XIX Edición

Curso 2022 - 2023

Alejandro Quintana

Laura 

Jorge de la Cal, 16 años

Colegio Peñalvento (Madrid)

Luis se despertó entre gritos y empapado en sudor. Al instante, dos enfermeras acudieron a ponerle un tranquilizante. Estaban acostumbradas a que aquel paciente sufriera pesadillas todas las noches.

Al día siguiente, después del almuerzo, le colocaron dos pastillas –una verde y una roja—junto al yogur. Durante los primeros días en el centro psiquiátrico, había sido reacio a tomárselas, pero desde hacía tiempo las esperaba con ansiedad, pues gracias a su efecto se quedaba relajado durante unas horas, hasta que, por la noche, en cuanto se quedaba dormido, revivía en sus sueños un amargo suceso:

–¿Cómo has podido hacerlo, Laura? No te lo perdonaré jamás. Era mi amigo. ¿Qué vamos a hacer ahora? Si la policía nos descubre, te llevarán a la cárcel.

–Relájate, Luis. Él quería separarnos, así que he hecho lo que tenía que hacer. Ahora, deja de lloriquear y ayúdame a esconder el cuerpo. Después, lávalo todo; no dejes ni una gota de sangre –replicó la muchacha con una voz fría y cortante.

De pronto, sonó el timbre.

–¡Policía! Abra la puerta de inmediato –ordenó alguien desde la calle.

–¡Demonios! Los vecinos han debido de dar la voz de alarma al escuchar los gritos de tu amigo –maldijo Laura.

Luis cogió el cadáver desde los pies, para arrastrarlo a una habitación, pero antes de poder esconderlo, la policía echó la puerta abajo.

–¡Arriba las manos! –ordenó el agente. 

–Esto no es lo que parece, puedo explicárselo –balbució Luis–. Fue ella. Yo no hice nada. Tiene que creerme... ¡Díselo, Laura! Dile que lo hiciste tú –le suplicó al borde del llanto, al tiempo que daba unos pasos hacia el policía.

El agente disparó de forma certera dos veces seguidas, provocando que Luis callera al suelo.

Abrió los ojos. Siempre despertaba en ese momento, cuando al recibir los balazos perdía la conciencia.

Tras aquel suceso, le habían internado en el centro psiquiátrico. En un principio, había insistido en su inocencia, pero tras largas sesiones con el doctor y un tratamiento experimental, acabó por aceptar su culpabilidad, así como que Laura era un producto de su imaginación.

Reflexionaba sobre el asunto en su cuarto cuando se abrió la puerta y entró una mujer joven, extremadamente delgada y de melena negra.

–¡Laura!– exclamó Luis entre extrañado y alegre–. Eres tú.

–Hola querido, ¿me añorabas? –le respondió la mujer.

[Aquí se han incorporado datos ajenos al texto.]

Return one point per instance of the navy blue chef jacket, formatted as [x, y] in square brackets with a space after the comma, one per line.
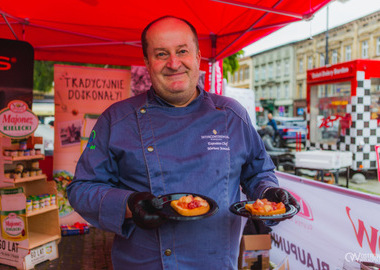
[144, 144]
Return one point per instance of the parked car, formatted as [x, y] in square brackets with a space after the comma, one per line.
[287, 130]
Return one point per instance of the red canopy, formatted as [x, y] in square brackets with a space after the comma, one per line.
[108, 31]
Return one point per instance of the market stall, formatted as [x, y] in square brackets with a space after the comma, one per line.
[343, 110]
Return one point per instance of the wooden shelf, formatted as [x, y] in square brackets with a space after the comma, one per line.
[37, 239]
[25, 179]
[21, 158]
[41, 211]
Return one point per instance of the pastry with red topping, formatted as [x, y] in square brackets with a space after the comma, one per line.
[190, 206]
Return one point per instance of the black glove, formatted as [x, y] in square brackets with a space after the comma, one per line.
[144, 213]
[276, 194]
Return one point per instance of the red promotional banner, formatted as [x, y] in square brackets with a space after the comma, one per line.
[218, 82]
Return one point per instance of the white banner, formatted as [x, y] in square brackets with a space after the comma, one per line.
[335, 228]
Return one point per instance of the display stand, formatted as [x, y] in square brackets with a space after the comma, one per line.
[41, 234]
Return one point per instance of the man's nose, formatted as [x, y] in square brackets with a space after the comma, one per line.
[173, 62]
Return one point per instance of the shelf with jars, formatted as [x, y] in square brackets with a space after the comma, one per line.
[29, 211]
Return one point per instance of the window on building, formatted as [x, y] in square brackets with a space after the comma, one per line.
[278, 69]
[348, 53]
[259, 93]
[257, 74]
[300, 65]
[263, 75]
[321, 60]
[310, 62]
[334, 58]
[300, 92]
[365, 49]
[286, 90]
[270, 71]
[246, 73]
[278, 94]
[286, 67]
[271, 92]
[375, 99]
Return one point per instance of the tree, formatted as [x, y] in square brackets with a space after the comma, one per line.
[231, 63]
[43, 75]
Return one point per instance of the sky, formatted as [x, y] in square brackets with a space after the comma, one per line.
[339, 13]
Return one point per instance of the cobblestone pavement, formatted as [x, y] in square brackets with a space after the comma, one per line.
[90, 251]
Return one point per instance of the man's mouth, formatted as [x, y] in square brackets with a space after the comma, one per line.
[173, 75]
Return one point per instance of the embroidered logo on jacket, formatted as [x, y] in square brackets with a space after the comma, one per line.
[216, 142]
[90, 143]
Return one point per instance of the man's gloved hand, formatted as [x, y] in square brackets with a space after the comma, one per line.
[276, 194]
[144, 214]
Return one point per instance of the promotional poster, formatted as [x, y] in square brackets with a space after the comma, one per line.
[81, 95]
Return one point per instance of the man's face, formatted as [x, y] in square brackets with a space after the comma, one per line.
[173, 61]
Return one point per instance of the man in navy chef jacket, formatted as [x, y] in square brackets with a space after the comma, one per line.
[176, 138]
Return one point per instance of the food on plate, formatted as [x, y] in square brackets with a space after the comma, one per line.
[190, 206]
[264, 207]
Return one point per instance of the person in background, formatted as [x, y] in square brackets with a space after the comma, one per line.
[175, 138]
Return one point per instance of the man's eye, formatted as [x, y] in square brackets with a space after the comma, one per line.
[182, 52]
[161, 54]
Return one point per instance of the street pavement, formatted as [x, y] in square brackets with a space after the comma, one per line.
[90, 251]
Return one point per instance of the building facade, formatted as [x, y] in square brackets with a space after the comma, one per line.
[278, 75]
[359, 39]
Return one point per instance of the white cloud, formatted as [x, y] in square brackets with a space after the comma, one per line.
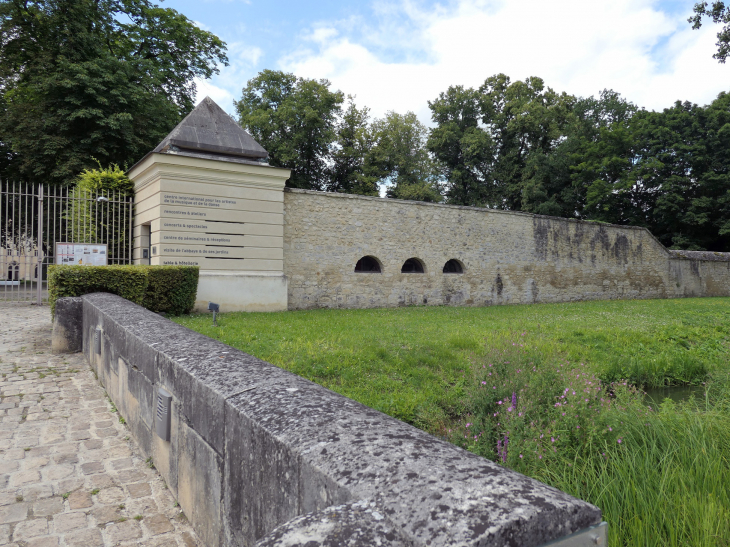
[650, 56]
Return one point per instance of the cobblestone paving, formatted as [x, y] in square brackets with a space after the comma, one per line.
[69, 473]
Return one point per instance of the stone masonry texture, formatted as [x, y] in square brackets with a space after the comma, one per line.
[508, 257]
[258, 454]
[70, 474]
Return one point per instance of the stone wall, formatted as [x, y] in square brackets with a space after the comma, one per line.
[507, 257]
[258, 455]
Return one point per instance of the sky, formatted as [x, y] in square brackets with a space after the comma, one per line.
[399, 54]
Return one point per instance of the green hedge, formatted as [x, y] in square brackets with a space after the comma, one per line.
[167, 289]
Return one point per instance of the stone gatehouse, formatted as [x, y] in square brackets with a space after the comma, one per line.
[205, 197]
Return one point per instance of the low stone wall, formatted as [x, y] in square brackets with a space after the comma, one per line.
[508, 257]
[258, 455]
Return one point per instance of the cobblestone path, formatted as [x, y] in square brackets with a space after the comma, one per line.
[70, 475]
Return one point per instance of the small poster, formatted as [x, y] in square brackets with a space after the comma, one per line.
[81, 254]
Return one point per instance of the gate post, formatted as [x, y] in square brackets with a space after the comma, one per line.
[39, 251]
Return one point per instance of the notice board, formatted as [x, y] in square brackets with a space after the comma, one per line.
[81, 254]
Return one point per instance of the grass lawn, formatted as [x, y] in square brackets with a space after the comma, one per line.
[480, 376]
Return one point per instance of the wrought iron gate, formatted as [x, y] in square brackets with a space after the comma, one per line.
[34, 217]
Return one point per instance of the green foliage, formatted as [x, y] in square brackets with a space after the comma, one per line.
[718, 12]
[125, 281]
[351, 172]
[302, 125]
[660, 475]
[82, 79]
[668, 171]
[667, 482]
[163, 289]
[171, 289]
[410, 362]
[294, 119]
[105, 181]
[400, 157]
[92, 221]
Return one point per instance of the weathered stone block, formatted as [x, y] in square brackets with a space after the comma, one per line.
[67, 325]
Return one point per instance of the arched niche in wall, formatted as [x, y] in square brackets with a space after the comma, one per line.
[413, 265]
[368, 264]
[453, 266]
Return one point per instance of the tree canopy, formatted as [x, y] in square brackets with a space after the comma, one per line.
[718, 13]
[87, 81]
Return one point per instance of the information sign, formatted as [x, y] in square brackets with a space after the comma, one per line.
[81, 254]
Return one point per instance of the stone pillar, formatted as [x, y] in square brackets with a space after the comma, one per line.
[211, 202]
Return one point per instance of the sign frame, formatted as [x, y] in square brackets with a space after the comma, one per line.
[75, 254]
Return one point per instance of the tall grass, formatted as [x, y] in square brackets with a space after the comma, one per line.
[551, 390]
[661, 475]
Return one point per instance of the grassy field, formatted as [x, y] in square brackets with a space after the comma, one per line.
[556, 382]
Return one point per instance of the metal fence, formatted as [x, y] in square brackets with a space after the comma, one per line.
[34, 217]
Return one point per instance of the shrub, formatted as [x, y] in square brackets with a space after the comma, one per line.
[661, 475]
[167, 289]
[171, 289]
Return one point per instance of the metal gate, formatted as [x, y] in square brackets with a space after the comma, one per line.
[34, 217]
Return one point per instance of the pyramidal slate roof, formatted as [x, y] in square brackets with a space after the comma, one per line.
[209, 129]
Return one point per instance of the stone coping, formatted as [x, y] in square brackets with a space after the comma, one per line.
[701, 255]
[289, 447]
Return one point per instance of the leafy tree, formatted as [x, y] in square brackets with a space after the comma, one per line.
[464, 149]
[350, 172]
[295, 120]
[402, 160]
[668, 171]
[718, 12]
[527, 121]
[94, 80]
[549, 185]
[494, 143]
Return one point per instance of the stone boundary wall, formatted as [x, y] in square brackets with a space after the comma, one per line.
[508, 257]
[261, 456]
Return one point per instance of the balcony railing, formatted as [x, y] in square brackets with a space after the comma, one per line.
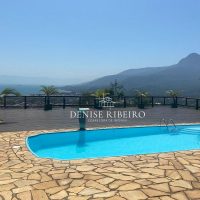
[90, 101]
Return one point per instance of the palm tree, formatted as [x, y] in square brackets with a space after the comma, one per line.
[173, 94]
[100, 93]
[49, 90]
[10, 91]
[116, 89]
[142, 97]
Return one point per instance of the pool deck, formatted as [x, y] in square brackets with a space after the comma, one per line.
[164, 176]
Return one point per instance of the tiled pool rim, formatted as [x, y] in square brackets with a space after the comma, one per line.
[104, 128]
[165, 168]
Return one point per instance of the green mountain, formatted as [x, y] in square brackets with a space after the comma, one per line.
[183, 76]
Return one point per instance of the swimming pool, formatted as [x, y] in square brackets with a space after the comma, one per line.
[114, 142]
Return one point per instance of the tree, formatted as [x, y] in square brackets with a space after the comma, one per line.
[49, 90]
[116, 89]
[10, 91]
[101, 93]
[173, 94]
[142, 97]
[140, 93]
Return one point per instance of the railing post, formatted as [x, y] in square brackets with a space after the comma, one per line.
[152, 102]
[4, 102]
[25, 103]
[197, 104]
[186, 103]
[124, 102]
[79, 101]
[63, 102]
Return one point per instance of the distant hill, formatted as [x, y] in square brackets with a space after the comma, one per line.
[23, 89]
[183, 76]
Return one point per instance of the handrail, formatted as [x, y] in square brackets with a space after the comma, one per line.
[172, 121]
[163, 120]
[167, 123]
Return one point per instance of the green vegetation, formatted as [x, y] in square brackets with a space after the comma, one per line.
[142, 98]
[173, 94]
[101, 93]
[10, 91]
[116, 89]
[49, 90]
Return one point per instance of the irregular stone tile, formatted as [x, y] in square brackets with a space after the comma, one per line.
[60, 195]
[173, 174]
[181, 183]
[120, 177]
[196, 185]
[143, 182]
[176, 189]
[24, 196]
[60, 171]
[7, 195]
[177, 164]
[159, 172]
[94, 184]
[115, 198]
[166, 198]
[6, 187]
[39, 195]
[45, 177]
[55, 189]
[85, 168]
[18, 175]
[164, 187]
[22, 189]
[22, 183]
[5, 182]
[117, 169]
[77, 183]
[65, 182]
[59, 176]
[183, 161]
[45, 185]
[34, 176]
[104, 194]
[78, 198]
[90, 191]
[193, 194]
[117, 184]
[193, 169]
[133, 195]
[76, 175]
[129, 186]
[140, 175]
[159, 180]
[186, 175]
[92, 177]
[179, 196]
[154, 193]
[75, 189]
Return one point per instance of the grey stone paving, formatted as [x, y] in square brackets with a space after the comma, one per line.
[37, 119]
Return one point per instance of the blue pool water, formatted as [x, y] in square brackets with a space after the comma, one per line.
[114, 142]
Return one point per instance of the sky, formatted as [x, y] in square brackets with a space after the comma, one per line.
[76, 41]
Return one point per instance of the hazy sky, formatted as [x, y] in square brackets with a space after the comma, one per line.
[80, 40]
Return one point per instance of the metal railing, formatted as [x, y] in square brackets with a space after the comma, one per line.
[90, 101]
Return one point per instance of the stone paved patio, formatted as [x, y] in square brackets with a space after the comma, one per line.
[166, 176]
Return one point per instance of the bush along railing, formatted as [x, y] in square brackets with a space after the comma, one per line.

–Pero, no eres real… y con las pastillas… no deberías… –estaba aturdido.

–¡Silencio! –le exigió enfadada–. ¿En serio crees que unas pastillas pueden separarnos? 

–Esto…

–Dime, ¿por qué las tomas? ¿Es que ya no te agrado?

–No tengo elección, Laura. Ellos me obligan. 

–Mira que eres idiota.

–Dime qué tengo que hacer para estar contigo, y lo haré, sea lo que sea, pero no me abandones.

–Muy bien, si así lo deseas, estaremos juntos por toda la eternidad; nadie nos volverá a separar –afirmó Laura.

Al día siguiente, una noticia resaltaba en los titulares de los periódicos: “Encuentran a un enfermo del psiquiátrico Ana Rosa, muerto en su habitación y con signos de estrangulamiento”.  Según había informado el centro, no se contemplaba la posibilidad de un suicidio, pero las cámaras de seguridad no habían grabado a nadie entrar en la habitación del paciente.

–¿No nos buscarán?– susurró Luis mientras caminaban por una calle atestada de gente que parecía ignorar la presencia de ambos.

–No te preocupes por ellos, ya no nos pueden ver, ni nos volverán a separar jamás– respondió Laura, a la vez que una sonrisa de satisfacción asomaba a su rostro–. Ahora, encaminémonos hacia nuestro nuevo hogar.